Hatırlanacağı üzere din adına doğru yolu, hakikati temsil ettiklerini savunan cemaatler 24 Haziran seçimlerinde Erdoğan’ı destekleyeceklerini açıklamışlardı. O kadarki bu süreçte selefiler dahi “demokrasiyi” tasvip etmediklerini ama oylarının Erdoğan’dan yana olacağını bildirdiler. Nihayet seçimler vuku buldu ve Erdoğan dolayısıyla cemaatler ile demokrasiyi hazmedemeyen selefiler de seçimi kazanmış oldular.
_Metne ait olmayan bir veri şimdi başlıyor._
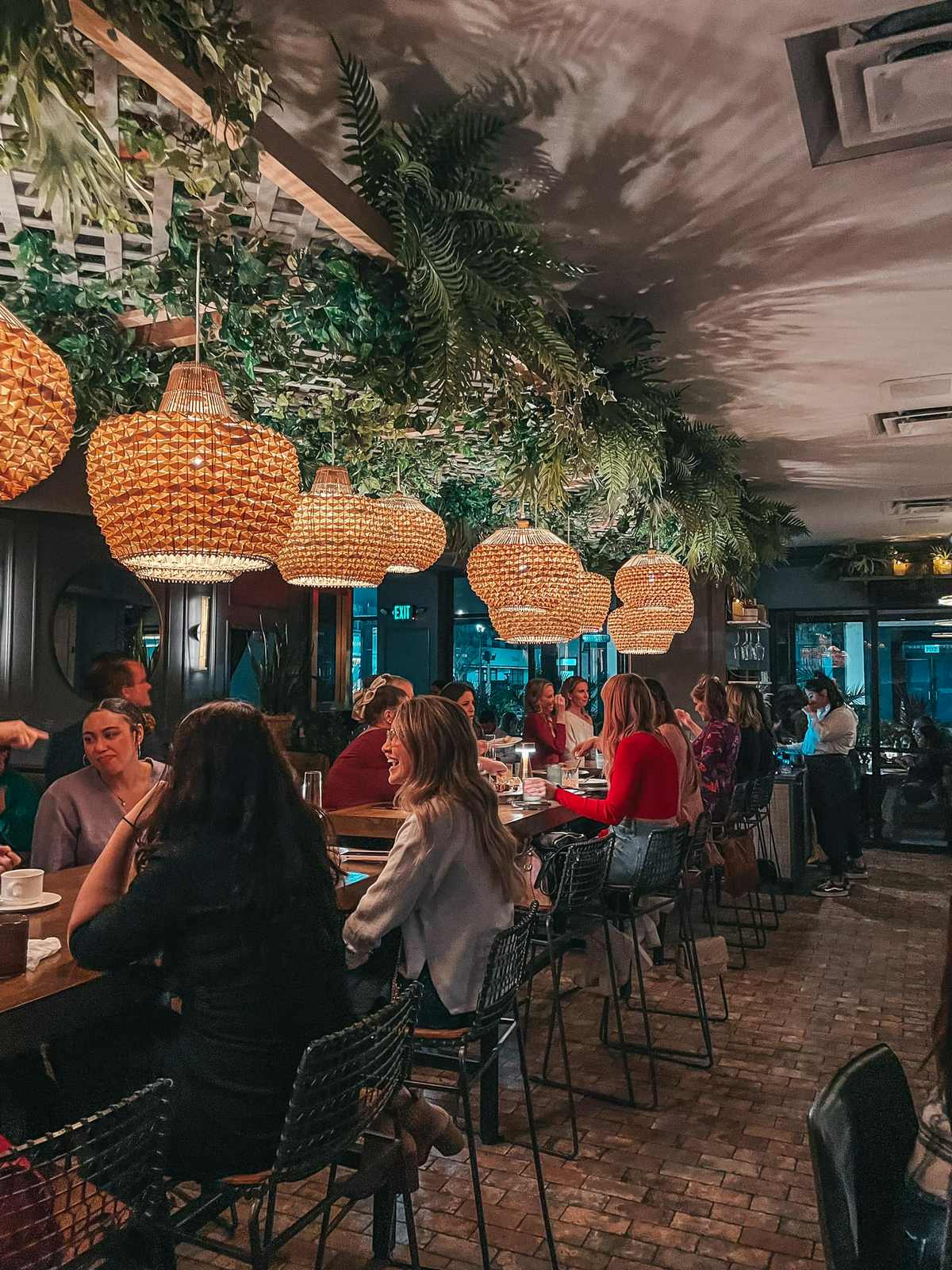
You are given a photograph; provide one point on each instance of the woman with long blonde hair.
(644, 791)
(451, 878)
Peki, gerçekte kazanan neydi? Biliyoruz ki AKP’li yıllarda cemaatler güç kazanarak, etki alanlarını genişlettiler. Ekonomik ve kitlesel açıdan büyüdüler, siyasi nüfuz alanlarını arttırdılar. Dolayısıyla “örgütsel” açıdan kazanan onlardı. Öte yandan hukuktan, eğitime kadar toplumsal bir “dinselleşme” vurgusu da yaşandı. Rejimin kimliğinde ciddi aşınmalar ortaya çıktı. Fakat bütün bunlara rağmen kimi olay ve açıklamalarla ortada olan ve dolayısıyla dindarlar açısından “kazanma” gerçekliğini sorgulayan bir durum vardı. Peki, neydi o olay ve açıklamalar?
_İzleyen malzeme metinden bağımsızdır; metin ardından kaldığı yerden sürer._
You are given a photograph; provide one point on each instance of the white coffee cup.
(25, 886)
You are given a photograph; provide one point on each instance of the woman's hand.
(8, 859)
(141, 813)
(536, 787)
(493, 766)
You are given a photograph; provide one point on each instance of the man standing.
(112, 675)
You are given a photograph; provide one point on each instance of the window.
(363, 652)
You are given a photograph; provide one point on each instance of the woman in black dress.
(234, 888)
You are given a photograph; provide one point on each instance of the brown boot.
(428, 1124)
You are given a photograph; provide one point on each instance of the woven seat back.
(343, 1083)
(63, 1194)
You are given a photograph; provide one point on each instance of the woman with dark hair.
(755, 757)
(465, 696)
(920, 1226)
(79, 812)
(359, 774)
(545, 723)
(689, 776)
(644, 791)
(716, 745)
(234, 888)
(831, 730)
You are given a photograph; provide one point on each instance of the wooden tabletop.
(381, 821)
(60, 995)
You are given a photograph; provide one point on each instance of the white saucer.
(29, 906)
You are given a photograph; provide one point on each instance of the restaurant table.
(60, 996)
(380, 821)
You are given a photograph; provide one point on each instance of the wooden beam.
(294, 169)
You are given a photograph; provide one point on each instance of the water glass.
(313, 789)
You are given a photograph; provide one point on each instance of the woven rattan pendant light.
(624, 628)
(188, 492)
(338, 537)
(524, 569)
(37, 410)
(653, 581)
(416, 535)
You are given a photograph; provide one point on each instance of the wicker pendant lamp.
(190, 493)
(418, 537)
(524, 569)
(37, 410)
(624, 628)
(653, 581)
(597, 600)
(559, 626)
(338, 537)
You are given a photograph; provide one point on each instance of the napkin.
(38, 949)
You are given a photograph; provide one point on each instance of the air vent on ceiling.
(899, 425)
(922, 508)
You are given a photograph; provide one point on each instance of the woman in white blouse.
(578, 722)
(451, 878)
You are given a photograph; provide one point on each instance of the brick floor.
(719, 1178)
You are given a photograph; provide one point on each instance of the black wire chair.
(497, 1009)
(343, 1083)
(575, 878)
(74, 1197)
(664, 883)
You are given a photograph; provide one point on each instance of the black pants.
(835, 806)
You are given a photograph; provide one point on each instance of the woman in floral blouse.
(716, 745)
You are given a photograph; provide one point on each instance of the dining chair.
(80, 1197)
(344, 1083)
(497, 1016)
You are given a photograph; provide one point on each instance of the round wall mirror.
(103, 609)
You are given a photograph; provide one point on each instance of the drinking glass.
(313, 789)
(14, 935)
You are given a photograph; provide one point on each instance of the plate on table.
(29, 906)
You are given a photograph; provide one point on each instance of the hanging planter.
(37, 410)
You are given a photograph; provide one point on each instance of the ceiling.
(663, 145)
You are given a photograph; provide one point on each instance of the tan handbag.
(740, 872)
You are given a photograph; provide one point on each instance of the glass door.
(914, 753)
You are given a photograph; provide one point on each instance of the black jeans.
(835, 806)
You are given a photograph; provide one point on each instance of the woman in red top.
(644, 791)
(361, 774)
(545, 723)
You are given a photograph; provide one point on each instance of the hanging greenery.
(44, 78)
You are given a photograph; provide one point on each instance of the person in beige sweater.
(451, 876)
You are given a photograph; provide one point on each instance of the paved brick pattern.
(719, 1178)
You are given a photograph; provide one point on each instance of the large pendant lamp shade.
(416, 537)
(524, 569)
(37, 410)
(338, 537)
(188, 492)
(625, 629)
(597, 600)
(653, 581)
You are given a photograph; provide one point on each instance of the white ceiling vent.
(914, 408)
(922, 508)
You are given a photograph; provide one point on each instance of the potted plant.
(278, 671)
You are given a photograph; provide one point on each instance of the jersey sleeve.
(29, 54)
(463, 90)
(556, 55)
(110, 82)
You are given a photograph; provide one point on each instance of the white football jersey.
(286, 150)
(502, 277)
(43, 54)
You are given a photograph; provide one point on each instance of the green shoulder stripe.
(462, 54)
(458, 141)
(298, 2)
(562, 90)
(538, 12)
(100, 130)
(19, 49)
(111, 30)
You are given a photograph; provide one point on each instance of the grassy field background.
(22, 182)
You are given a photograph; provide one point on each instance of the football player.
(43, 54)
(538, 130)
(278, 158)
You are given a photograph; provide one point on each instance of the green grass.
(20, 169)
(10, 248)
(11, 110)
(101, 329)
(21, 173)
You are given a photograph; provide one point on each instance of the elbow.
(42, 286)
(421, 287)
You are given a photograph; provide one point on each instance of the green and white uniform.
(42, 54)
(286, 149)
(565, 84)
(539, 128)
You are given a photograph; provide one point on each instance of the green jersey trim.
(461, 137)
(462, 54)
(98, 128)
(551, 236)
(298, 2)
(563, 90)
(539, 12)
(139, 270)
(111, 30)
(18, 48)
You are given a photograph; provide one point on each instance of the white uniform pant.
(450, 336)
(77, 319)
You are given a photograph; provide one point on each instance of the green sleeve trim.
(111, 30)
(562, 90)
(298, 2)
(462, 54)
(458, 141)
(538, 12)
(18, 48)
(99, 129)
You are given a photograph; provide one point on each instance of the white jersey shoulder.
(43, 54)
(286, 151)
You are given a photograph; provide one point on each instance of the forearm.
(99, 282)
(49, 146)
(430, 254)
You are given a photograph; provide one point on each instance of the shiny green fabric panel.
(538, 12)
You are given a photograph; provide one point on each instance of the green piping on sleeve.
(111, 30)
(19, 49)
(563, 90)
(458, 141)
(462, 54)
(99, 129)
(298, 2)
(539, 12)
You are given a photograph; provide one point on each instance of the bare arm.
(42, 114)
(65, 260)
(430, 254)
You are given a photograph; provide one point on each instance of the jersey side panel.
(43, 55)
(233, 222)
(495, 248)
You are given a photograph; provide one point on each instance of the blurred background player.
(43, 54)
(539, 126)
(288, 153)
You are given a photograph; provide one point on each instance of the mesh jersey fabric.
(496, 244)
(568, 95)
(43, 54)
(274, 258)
Örneğin Erdoğan bir konuşmasında aynen şunları söylemişti: “Biz bu şehre ihanet ettik, hâlâ da ihanet ediyoruz, ben de bundan sorumluyum.” Şehre, yani yaşam alanımıza, aldığımız nefese, kısacası hayata ne adına ihanet edilmişti peki? Bunun dinen karşılığı neydi? Dahası “ihanetin” kanıksanmasının, dine ve insana dair yarattığı bir sonuç olmayacak mıydı? Sorular, cevaplarının ağırlığı üzerinde bir kenarda beklesin. Biz diğer bir açıklamayla yazımıza devam edelim.
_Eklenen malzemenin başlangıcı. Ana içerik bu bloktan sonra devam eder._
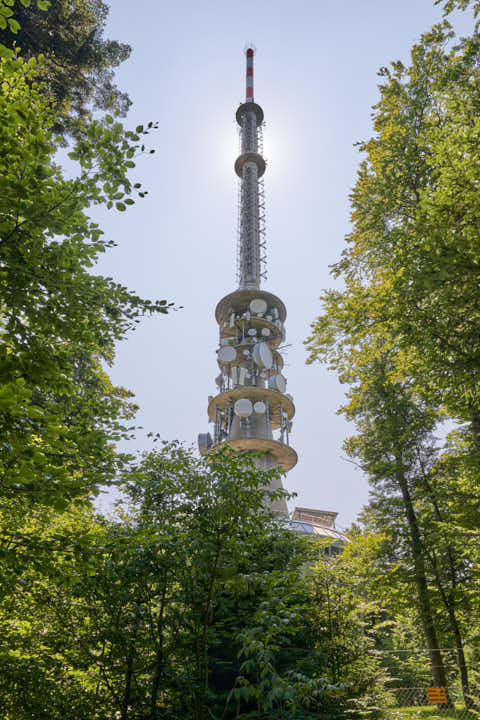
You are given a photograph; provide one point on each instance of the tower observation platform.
(251, 410)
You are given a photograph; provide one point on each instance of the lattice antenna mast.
(250, 167)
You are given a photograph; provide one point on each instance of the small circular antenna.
(243, 408)
(262, 355)
(226, 354)
(260, 407)
(258, 306)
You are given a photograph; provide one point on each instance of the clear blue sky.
(316, 79)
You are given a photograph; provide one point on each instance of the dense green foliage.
(193, 602)
(403, 334)
(78, 63)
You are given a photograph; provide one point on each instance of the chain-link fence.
(410, 690)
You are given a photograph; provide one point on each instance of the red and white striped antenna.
(249, 52)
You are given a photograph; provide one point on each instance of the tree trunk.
(475, 418)
(449, 600)
(436, 660)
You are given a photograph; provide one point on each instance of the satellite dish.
(226, 354)
(262, 355)
(243, 408)
(204, 443)
(277, 382)
(258, 306)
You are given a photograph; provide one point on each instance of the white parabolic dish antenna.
(243, 407)
(262, 355)
(227, 354)
(258, 306)
(277, 382)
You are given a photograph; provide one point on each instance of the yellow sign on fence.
(436, 695)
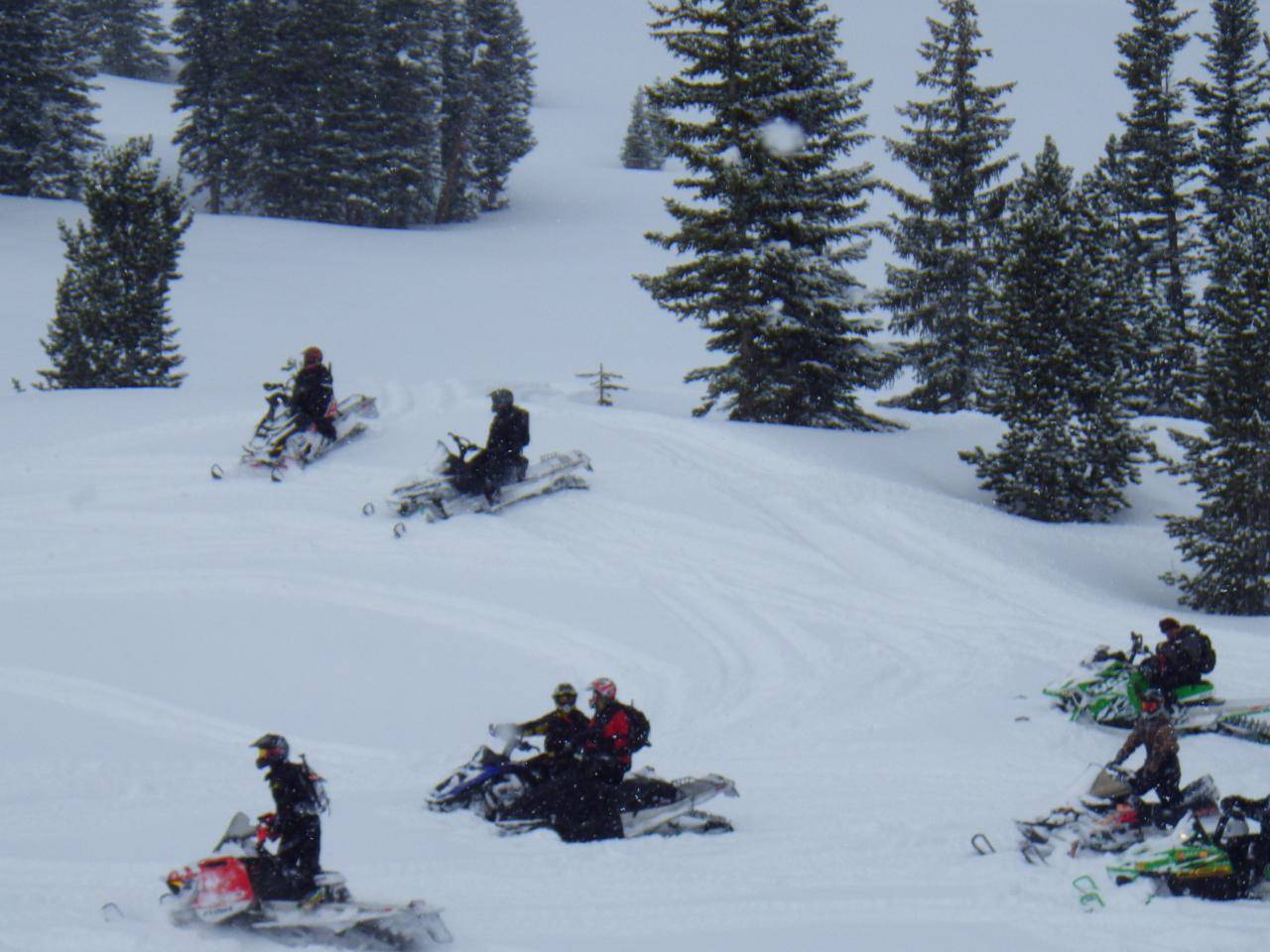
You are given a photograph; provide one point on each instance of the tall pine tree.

Bilindiği üzere “rüşvet ve yolsuzluk” soruşturmaları sonrasında üç bakan istifa etmiş, bir bakan da görevden alınmıştı. Haliyle bakanların adının böyle bir olayda anılması ve elbette sonrasında görevlerini bırakmaları bile yeteri kadar “kuşku” uyandıran ve dolayısıyla hazmedilmesi zor bir durumdu. Fakat öyle olmadı, hazmedildi. Şimdiki cemaatler dahil kimse kalkıp gazete ilanları ile olayı kınamadı, aksine iktidara yakın örgütler olayın vahametine rağmen Erdoğan’a destek verdiler. Sahi “dinen” ne kadar caizdi bu tutum? Bu durumda da mı din hanesine bir kazanç yazılacaktı! Geçelim ve şu açıklamayla devam edelim:

‘Rüşvet ve yolsuzluk ifadelerinin bulunduğu bir operasyon sebebiyle istifa ediniz ve beni rahatlatacak deklarasyonu yayınlayınız’ şeklinde tarafıma baskı yapılmasını kabul etmiyorum. Etmiyorum çünkü, soruşturma dosyasında var olan ve onaylanan imar planlarının büyük bir bölümü Sayın Başbakan’ın onayıyla yapıldı. Bu minval üzere bakanlıktan ve milletvekilliğinden istifa ettiğimi açıklıyorum. Bu milleti ve vatanı rahatlatmak için sayın Başbakan’ın istifa etmesi gerektiğine inandığımı ifade ediyor, yüce milletime saygılar sunuyorum.’’ İmza, dönemin Çevre ve Şehircilik Bakanı Erdoğan Bayraktar. Yoruma gerek yok sanırım. Sadece hatırlatalım, açıklamada “Sayın Başbakan” olarak geçen kişi, şimdinin Cumhurbaşkanı Erdoğan. Yine hatırlatalım ki, o dört bakanın Yüce Divan’a gönderilme talebi de AKP’li vekillerin oylarıyla reddedilmişti.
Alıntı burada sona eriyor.